Since the power efficiency seems to be in the core, I set out to understand what is it about the SPARC64 VIIIfx which makes it so energy efficient. The best resource I found was the 2009 Hot Chips talk from Fujitsu. The VIIIfx chip looks as the follows:
There are 8-cores and a shared L2 cache in the middle of the chip. I found five unique features in this chip.
1. Lack of threading?
Given that hardware multi-threading or SMT is known to benefit simple in-order cores a lot, it is unexpected to see an HPC chip with no support for threading. However, the reason they did not do it becomes clear if you look at their ISA extensions that I discuss next.
2. HPC – ACE (Arithmetic Computational Extensions)
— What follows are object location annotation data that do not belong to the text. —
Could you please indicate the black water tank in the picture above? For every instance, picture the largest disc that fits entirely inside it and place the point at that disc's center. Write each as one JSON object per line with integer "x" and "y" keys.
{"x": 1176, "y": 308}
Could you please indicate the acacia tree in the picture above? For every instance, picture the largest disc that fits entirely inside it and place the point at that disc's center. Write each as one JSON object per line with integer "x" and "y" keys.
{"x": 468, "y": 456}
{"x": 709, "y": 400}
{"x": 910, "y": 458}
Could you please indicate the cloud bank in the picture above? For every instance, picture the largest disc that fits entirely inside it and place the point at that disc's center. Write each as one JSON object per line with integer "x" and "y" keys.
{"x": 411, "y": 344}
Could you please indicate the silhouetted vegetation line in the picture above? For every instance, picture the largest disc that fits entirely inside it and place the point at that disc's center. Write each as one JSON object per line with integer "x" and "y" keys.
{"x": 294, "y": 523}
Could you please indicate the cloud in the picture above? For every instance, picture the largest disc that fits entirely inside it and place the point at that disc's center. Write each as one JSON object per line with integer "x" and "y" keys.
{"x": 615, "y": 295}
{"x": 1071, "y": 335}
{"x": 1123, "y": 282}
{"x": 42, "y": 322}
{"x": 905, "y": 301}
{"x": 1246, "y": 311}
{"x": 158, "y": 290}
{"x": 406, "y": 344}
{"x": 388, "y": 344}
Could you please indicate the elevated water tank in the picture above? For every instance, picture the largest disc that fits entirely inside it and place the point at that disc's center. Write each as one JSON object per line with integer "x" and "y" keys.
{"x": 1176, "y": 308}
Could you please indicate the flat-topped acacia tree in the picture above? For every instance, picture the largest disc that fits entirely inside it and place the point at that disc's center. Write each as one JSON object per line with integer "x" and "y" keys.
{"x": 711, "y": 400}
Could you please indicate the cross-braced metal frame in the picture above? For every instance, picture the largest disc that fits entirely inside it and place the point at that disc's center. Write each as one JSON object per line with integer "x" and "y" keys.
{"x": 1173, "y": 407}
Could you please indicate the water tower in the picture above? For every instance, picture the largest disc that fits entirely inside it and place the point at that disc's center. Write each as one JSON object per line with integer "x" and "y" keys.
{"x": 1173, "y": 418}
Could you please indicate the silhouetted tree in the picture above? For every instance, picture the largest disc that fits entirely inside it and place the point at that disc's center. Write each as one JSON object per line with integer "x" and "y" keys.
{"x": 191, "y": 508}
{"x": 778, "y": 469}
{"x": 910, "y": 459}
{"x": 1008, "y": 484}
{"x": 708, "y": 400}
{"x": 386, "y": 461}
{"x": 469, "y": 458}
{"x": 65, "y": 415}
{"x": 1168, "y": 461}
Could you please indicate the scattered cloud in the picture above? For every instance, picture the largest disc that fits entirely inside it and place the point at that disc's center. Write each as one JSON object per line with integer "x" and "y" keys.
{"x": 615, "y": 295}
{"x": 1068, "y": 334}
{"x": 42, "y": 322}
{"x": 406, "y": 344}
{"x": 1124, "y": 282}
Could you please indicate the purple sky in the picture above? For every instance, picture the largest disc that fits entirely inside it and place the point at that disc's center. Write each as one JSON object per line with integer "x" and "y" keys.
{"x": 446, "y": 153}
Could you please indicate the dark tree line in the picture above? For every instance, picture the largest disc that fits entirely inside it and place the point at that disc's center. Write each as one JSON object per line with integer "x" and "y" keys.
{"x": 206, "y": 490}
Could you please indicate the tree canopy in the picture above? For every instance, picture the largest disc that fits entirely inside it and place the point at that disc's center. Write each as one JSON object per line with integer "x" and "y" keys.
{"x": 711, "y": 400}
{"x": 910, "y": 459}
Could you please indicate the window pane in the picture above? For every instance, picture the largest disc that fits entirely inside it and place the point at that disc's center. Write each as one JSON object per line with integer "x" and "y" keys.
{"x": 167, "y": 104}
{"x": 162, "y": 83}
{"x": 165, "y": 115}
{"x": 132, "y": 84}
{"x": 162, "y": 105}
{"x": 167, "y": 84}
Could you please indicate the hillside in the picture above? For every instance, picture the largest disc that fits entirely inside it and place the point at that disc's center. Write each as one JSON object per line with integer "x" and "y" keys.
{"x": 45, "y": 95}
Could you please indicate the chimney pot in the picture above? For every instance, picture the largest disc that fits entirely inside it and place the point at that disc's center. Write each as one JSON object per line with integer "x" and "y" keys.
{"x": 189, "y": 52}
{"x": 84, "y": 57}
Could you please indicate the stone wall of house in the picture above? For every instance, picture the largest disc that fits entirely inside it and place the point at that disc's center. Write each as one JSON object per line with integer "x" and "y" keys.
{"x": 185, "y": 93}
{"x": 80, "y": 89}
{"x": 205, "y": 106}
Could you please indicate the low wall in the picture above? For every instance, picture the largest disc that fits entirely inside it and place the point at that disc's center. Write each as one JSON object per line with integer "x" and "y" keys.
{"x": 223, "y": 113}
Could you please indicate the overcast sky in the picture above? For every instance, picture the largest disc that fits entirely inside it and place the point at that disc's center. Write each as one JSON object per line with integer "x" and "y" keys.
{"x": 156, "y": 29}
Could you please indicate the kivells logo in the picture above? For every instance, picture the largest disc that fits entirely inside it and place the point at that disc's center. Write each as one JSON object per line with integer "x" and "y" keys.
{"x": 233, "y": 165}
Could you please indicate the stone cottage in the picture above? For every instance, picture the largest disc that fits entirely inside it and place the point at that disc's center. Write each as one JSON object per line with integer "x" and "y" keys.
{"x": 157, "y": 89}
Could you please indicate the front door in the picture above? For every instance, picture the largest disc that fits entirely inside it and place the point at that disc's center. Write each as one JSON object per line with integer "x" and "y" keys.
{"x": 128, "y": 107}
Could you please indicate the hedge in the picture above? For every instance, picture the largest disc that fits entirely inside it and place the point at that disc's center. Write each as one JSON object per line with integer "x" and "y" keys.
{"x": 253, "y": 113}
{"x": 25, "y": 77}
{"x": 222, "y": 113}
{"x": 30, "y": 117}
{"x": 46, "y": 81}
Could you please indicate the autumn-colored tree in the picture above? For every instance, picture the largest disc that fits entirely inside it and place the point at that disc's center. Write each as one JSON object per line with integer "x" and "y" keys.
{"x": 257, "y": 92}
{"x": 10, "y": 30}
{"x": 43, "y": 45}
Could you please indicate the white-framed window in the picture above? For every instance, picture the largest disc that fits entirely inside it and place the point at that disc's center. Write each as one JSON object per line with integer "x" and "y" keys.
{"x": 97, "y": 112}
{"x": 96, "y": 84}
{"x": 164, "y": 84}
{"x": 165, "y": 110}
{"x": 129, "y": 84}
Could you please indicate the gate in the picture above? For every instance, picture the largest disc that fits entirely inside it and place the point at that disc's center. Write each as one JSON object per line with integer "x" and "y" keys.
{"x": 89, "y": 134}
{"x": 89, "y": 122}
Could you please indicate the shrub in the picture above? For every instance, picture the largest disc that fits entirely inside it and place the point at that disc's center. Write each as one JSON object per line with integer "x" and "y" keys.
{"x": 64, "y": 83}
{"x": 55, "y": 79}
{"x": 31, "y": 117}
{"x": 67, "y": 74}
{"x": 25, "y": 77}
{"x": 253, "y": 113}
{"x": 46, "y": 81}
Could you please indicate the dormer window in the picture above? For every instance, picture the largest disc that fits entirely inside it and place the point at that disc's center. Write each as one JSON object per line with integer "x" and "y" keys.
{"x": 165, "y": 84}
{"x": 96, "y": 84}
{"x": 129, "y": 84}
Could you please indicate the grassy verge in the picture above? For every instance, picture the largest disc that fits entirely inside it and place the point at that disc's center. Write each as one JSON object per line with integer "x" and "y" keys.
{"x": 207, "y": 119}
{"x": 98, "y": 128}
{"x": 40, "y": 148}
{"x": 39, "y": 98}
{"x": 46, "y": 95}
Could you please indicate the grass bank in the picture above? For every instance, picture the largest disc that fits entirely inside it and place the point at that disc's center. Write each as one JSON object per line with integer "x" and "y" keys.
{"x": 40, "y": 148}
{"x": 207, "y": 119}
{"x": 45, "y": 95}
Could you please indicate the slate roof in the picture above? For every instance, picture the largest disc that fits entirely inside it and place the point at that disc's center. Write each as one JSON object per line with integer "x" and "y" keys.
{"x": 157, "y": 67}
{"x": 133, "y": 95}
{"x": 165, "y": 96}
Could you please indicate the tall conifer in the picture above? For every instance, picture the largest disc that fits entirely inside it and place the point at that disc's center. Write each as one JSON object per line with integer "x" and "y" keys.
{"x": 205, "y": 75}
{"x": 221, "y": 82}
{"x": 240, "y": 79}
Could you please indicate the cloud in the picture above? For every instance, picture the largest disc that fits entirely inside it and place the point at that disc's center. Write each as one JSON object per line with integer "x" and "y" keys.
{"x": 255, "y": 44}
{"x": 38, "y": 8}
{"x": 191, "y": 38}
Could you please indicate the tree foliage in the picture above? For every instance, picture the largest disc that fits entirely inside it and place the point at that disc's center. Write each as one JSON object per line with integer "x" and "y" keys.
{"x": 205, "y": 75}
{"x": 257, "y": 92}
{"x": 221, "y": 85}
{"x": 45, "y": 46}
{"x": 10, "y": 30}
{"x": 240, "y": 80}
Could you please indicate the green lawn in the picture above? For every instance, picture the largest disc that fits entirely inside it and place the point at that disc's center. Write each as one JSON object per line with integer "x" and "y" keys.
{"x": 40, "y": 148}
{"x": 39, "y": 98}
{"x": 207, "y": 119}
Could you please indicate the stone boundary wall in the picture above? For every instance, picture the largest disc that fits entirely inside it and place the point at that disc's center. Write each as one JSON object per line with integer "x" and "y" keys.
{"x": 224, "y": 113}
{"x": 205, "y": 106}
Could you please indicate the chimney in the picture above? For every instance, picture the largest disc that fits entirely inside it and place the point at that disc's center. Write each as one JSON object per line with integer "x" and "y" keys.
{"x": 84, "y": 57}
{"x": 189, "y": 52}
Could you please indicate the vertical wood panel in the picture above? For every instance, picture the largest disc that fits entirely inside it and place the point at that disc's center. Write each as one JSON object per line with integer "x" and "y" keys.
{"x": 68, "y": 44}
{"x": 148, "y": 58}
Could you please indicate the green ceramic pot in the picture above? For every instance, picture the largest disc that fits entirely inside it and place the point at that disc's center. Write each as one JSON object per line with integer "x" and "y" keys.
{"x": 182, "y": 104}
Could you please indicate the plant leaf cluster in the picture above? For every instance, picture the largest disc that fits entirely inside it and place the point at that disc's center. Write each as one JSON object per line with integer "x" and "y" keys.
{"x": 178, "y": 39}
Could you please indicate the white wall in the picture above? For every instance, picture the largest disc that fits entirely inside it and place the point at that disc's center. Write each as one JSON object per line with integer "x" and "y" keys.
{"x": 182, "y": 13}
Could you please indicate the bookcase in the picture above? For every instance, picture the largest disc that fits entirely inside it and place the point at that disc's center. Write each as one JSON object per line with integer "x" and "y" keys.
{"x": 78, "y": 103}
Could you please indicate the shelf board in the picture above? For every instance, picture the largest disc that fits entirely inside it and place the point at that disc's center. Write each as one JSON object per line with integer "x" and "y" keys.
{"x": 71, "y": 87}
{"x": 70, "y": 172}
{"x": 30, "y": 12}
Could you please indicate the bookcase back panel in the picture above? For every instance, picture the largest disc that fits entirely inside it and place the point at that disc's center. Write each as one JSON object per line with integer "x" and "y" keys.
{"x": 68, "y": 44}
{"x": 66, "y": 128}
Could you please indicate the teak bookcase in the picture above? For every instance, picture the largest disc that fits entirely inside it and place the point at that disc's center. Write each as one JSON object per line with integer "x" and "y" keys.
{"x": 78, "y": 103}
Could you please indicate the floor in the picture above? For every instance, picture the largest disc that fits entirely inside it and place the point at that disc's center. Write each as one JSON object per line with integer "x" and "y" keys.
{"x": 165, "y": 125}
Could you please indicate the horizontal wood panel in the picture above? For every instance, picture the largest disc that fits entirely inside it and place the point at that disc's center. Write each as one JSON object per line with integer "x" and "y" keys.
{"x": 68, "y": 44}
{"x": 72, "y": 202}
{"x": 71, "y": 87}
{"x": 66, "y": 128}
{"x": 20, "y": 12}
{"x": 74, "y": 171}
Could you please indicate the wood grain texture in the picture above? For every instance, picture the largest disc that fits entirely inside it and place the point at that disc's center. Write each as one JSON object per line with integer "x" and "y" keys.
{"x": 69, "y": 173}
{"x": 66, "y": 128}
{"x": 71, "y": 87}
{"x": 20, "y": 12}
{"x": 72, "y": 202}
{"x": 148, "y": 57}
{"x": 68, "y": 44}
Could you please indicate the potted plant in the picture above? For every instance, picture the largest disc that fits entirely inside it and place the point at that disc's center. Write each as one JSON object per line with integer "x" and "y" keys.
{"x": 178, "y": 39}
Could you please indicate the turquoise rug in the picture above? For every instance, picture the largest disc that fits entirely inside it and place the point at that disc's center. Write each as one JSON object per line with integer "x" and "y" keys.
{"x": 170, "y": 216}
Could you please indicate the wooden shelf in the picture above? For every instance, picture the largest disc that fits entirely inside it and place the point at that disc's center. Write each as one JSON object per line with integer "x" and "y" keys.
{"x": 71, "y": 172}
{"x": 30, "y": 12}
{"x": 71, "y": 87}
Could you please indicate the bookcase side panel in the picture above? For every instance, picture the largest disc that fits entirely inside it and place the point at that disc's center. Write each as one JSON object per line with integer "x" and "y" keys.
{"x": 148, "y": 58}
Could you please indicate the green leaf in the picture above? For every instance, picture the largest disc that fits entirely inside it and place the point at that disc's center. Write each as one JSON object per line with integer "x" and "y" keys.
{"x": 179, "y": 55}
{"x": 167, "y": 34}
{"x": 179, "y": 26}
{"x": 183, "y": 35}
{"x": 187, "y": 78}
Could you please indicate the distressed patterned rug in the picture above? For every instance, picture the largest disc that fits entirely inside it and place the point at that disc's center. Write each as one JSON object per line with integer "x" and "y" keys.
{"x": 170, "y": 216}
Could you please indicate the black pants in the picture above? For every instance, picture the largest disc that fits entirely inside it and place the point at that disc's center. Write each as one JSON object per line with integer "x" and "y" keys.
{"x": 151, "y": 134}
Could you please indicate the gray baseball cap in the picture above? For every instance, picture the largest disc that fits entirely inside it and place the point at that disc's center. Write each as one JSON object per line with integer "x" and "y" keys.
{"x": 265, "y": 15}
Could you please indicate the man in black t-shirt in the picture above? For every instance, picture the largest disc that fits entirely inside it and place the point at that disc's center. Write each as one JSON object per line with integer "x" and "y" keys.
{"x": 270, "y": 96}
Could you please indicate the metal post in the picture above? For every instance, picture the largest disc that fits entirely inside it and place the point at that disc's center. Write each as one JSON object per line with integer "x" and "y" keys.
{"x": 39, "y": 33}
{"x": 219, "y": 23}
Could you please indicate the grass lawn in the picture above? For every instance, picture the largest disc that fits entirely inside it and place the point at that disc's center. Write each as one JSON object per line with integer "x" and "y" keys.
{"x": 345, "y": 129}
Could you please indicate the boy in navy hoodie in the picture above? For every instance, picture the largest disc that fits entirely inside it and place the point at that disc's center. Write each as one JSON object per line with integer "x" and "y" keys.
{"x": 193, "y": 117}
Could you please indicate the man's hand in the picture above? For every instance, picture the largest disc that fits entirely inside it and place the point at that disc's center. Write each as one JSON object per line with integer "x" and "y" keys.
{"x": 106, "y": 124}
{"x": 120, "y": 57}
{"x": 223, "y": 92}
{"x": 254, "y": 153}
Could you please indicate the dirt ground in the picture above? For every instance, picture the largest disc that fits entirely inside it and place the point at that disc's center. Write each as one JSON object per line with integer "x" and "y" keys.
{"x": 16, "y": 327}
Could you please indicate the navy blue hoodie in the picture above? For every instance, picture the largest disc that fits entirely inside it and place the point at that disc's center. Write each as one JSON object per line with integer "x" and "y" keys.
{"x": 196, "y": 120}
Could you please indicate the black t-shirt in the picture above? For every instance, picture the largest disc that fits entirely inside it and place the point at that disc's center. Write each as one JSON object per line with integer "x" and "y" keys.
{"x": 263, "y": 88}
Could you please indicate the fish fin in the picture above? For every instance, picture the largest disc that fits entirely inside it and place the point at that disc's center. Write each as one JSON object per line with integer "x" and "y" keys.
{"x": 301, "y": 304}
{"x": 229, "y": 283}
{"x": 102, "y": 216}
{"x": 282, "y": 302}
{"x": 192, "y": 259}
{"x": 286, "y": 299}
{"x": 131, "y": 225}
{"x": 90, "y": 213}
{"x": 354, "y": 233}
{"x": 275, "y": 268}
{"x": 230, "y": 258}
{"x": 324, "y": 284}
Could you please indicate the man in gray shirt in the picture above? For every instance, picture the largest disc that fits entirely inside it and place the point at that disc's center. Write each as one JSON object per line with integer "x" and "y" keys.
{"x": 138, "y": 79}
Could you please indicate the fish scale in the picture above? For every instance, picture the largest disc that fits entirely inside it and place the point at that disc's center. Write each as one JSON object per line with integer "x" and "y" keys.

HPC ACE are Fujitsu’s extensions to SPARC that add Large register sets and SIMD. Large Register Sets increase the number of FP registers from 32 to 256 and the number of integer registers from 160 to 192. This is where the problem lies. Since each SMT hardware context requires its own set of registers, adding another SMT context is very expensive if the number of registers is so high. Thus, the designers chose to have a single thread per core. For reference, you can see that the FP registers (FPR + FUB) is a big chunk of the core. The integer register file is not marked but it should be of comparable size. Thus, the core logic is only a small fraction and hence threading is not feasible.
For Reference: Threading is done to increase utilization of the core logic. If core logic is only a small fraction of the chip, threading is infeasible.
3. Software Controlled Cache
This is a rather unique feature of this machine. They have introduced software controlled caches, much like a GPU. They have added instructions to the ISA to bring stuff into the cache. They also use the old time concept of sectored cache which I found very enticing. I will skip the details of the sectored cache for now.
4. Conditional Moves
Just like the x86 CMOVE instruction, Fujitsu has introduced the concept of predicated operations in SPARC. They can allow an instruction to write its result conditionally based on the value of a particular register. This eliminates branches in the inner loops of HPC kernels.
5. An surprisingly deep pipeline
My first assumption was that the core is a shallow 4-5 stage pipeline. The reason is that HPC machines are designed for throughput, which does not go well with deep pipelines because they reduce energy efficiency by adding flop power and speculation. However, I was surprised to see an impressive 15-stage deep pipeline which looks as follows:
And the winner is …
The lack of threading, the presence of a large register file, and a deep pipeline are all power-hungry features. Thus, they cannot explain the power-efficiency of the K. I am inclined to believe that the core is low-power because of the ACE instructions. Probably, Fujitsu has used super-optimized units for the instructions they found to be common in HPC workloads and tailored the whole pipeline around it. By the way, this makes a very strong case for functional heterogeneous computing.